Data Characteristics

Referential Integrity

All sample datasets use consistent player_id values, allowing you to join across datasets:

-- Example: Join player profiles with slot activity
SELECT
    p.loyalty_tier,
    p.player_id,
    SUM(s.coin_in) as total_wagered,
    COUNT(DISTINCT s.session_id) as sessions
FROM player_profile_sample p
JOIN slot_telemetry_sample s ON p.player_id = s.player_id
GROUP BY p.loyalty_tier, p.player_id

Date Range

All sample data is generated for January 2024 (2024-01-01 to 2024-01-31).

Reproducibility

Sample data was generated with seed 42 for reproducibility. Running generate_samples.py with the same parameters will produce identical output.

Edge Cases Included

The sample data intentionally includes edge cases for testing:

  • Jackpots: At least 5 jackpot events in slot data
  • CTR Threshold: 10+ transactions >= $10,000
  • Suspicious Activity: Flagged transactions for SAR review
  • High-Value Players: Diamond/Platinum tier members
  • Security Incidents: Critical and high-severity events
  • Self-Exclusion: Players with responsible gaming flags

Regenerating Sample Data

To regenerate the sample data with different parameters:

# Install dependencies (if not already installed)
pip install -r ../requirements.txt

# Generate with defaults (seed=42, CSV format)
python generate_samples.py

# Generate with custom seed
python generate_samples.py --seed 123

# Generate larger datasets
python generate_samples.py --slots 2000 --players 500

# Generate both CSV and Parquet
python generate_samples.py --format both

# Generate to custom location
python generate_samples.py --output ./my-data

# Full customization
python generate_samples.py \
    --seed 42 \
    --slots 1000 \
    --players 200 \
    --tables 400 \
    --financial 400 \
    --security 300 \
    --compliance 100 \
    --start-date 2024-06-01 \
    --end-date 2024-06-30 \
    --format both

Command Line Options

Option Default Description
--seed 42 Random seed for reproducibility
--format csv Output format: csv, parquet, or both
--output ./ Output directory
--slots 500 Number of slot telemetry records
--players 100 Number of player profiles
--tables 200 Number of table game records
--financial 200 Number of financial transactions
--security 150 Number of security events
--compliance 50 Number of compliance filings
--start-date 2024-01-01 Start of date range
--end-date 2024-01-31 End of date range

Using with Microsoft Fabric

Upload to Lakehouse

  1. Open your Fabric workspace
  2. Navigate to your Lakehouse
  3. Click "Get data" > "Upload files"
  4. Select the CSV files from bronze/
  5. Files will be available as Delta tables

Load in Notebook

# Fabric Spark notebook
from pyspark.sql import SparkSession

# Read uploaded files
slot_df = spark.read.format("csv")\
    .option("header", "true")\
    .option("inferSchema", "true")\
    .load("Files/sample-data/bronze/slot_telemetry_sample.csv")
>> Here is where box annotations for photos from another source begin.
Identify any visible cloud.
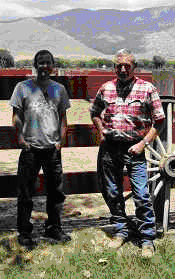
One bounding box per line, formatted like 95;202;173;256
0;0;174;18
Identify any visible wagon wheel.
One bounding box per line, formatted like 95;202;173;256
146;98;175;233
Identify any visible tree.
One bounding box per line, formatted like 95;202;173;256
0;49;15;68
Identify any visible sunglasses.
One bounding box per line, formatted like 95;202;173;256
115;63;132;71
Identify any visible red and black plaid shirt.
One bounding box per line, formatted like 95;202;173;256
90;77;165;141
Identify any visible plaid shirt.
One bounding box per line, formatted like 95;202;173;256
90;77;165;141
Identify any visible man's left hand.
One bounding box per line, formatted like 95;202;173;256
128;141;145;155
55;142;61;151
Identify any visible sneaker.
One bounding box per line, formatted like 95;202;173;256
18;232;36;248
44;225;71;243
109;236;125;250
142;245;154;259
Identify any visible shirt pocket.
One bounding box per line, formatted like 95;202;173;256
128;100;146;116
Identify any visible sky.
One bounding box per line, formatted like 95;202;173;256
0;0;175;20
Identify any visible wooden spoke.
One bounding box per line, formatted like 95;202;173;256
156;136;166;155
153;180;163;197
167;103;172;154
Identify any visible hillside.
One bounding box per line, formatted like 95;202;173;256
38;7;175;58
0;18;106;59
0;7;175;59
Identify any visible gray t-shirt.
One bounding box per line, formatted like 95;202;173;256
10;79;70;148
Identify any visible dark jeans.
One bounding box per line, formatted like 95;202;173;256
17;147;65;235
97;142;156;243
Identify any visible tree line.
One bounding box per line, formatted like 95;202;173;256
0;49;175;70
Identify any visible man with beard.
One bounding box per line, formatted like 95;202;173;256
10;50;71;246
90;49;165;257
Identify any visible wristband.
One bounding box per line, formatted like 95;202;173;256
143;139;149;147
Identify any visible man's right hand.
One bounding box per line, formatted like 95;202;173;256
18;136;30;150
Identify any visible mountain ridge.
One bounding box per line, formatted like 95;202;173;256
0;6;175;59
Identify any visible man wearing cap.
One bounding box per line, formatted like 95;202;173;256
90;49;165;257
10;50;71;246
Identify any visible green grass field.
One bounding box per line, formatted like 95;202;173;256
0;228;175;279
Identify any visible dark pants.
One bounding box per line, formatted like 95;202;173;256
97;142;156;246
17;147;65;233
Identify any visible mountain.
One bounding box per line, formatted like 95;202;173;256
0;18;106;59
0;7;175;59
38;7;175;58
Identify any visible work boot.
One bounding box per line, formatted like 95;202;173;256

# Or if converted to Delta
slot_df = spark.read.format("delta").load("Tables/slot_telemetry")

Power BI Connection

  1. Open Power BI Desktop
  2. Get Data > Text/CSV
  3. Navigate to CSV files
  4. Transform and load as needed

File Sizes

The pre-generated samples are smaller representative datasets for quick demos:

File Rows Approx Size (CSV)
slot_telemetry_sample.csv 90 ~21 KB
player_profile_sample.csv 25 ~10 KB
table_games_sample.csv 40 ~8 KB
financial_transactions_sample.csv 30 ~7 KB
security_events_sample.csv 30 ~7 KB
compliance_filings_sample.csv 20 ~9 KB
Total 235 ~62 KB

For larger datasets, use the generator script:

# Generate full-size samples (recommended for POC demos)
python generate_samples.py --slots 500 --players 100 --tables 200 \
    --financial 200 --security 150 --compliance 50 --format both

Schema Reference

JSON schema definitions are available in the ../data_generation/schemas/ directory:

  • slot_telemetry_schema.json
  • player_profile_schema.json
  • table_games_schema.json
  • financial_transaction_schema.json
  • security_events_schema.json
  • compliance_filing_schema.json

These schemas can be used for data validation in Fabric pipelines or Great Expectations.


Questions?

For issues with sample data generation, check:

  1. Python dependencies are installed (pip install -r requirements.txt)
  2. Running from the correct directory
  3. Sufficient disk space for output

For POC-related questions, see the main README or CONTRIBUTING guide.